FRANKLIN, MASS. – When Angelina and James Wood opened The Woodshed Gallery five decades ago, they could not have foreseen the many changes in American life that would ultimately transform their little picture framing studio and makeshift art gallery in a four-car garage into the internet-based fine art business it is today.
The year was 1968 – a year that saw plenty of seismic shifts across the United States and the world, but one thing that did not change much at all though was technology. It was still in the analog age.
James tended to the picture-framing side of the business, while Angelina used space to paint watercolors – mostly local scenes. She held classes there, too, teaching the fine art of watercolor painting. Their two daughters, Mary-Ann and Lois, were involved in the business for decades, starting in high school. Son Bruce pitched in as well.

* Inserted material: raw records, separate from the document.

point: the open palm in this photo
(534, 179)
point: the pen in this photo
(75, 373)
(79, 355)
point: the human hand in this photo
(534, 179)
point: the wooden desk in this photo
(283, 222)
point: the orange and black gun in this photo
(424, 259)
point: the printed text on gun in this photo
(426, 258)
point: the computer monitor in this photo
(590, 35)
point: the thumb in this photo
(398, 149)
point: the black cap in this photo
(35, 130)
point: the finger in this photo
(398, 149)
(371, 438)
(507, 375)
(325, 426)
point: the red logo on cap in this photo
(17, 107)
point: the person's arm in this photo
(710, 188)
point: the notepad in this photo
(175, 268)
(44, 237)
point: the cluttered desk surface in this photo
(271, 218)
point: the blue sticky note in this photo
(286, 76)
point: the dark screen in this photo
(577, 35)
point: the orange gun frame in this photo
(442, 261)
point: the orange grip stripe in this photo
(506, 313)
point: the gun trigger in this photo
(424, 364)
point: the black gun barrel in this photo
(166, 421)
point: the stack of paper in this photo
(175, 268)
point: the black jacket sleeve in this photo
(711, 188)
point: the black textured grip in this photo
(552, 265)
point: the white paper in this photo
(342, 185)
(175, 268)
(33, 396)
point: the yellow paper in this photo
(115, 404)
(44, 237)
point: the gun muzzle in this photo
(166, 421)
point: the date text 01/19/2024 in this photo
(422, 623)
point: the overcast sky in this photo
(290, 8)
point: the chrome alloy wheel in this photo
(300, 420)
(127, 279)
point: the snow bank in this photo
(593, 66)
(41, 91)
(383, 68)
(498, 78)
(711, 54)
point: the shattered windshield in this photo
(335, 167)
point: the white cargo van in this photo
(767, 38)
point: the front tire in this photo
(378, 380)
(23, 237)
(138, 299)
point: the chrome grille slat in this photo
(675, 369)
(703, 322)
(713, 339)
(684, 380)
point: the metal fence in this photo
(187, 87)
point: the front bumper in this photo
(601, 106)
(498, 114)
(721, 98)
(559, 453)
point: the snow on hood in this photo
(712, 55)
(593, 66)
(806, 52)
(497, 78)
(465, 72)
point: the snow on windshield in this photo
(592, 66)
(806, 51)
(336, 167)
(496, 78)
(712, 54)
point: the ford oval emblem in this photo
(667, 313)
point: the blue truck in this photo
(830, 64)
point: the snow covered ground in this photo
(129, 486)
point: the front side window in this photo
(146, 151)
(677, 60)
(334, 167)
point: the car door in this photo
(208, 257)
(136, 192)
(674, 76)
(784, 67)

And that is how it was for The Woodshed Gallery in the years leading up to the new millennium. Then, in the early 2000s, the big box stores (think Hobby Lobby and Michael’s) popped up, siphoning off picture framing revenues.
The family soldiered on, with the parents and two daughters keeping the business afloat. Bruce’s interests were more in fine art than in picture framing, and he earned a BFA from Massachusetts College of Art and an MFA from the School of the Art Institute of Chicago. He became an artist, art conservator and experimental filmmaker.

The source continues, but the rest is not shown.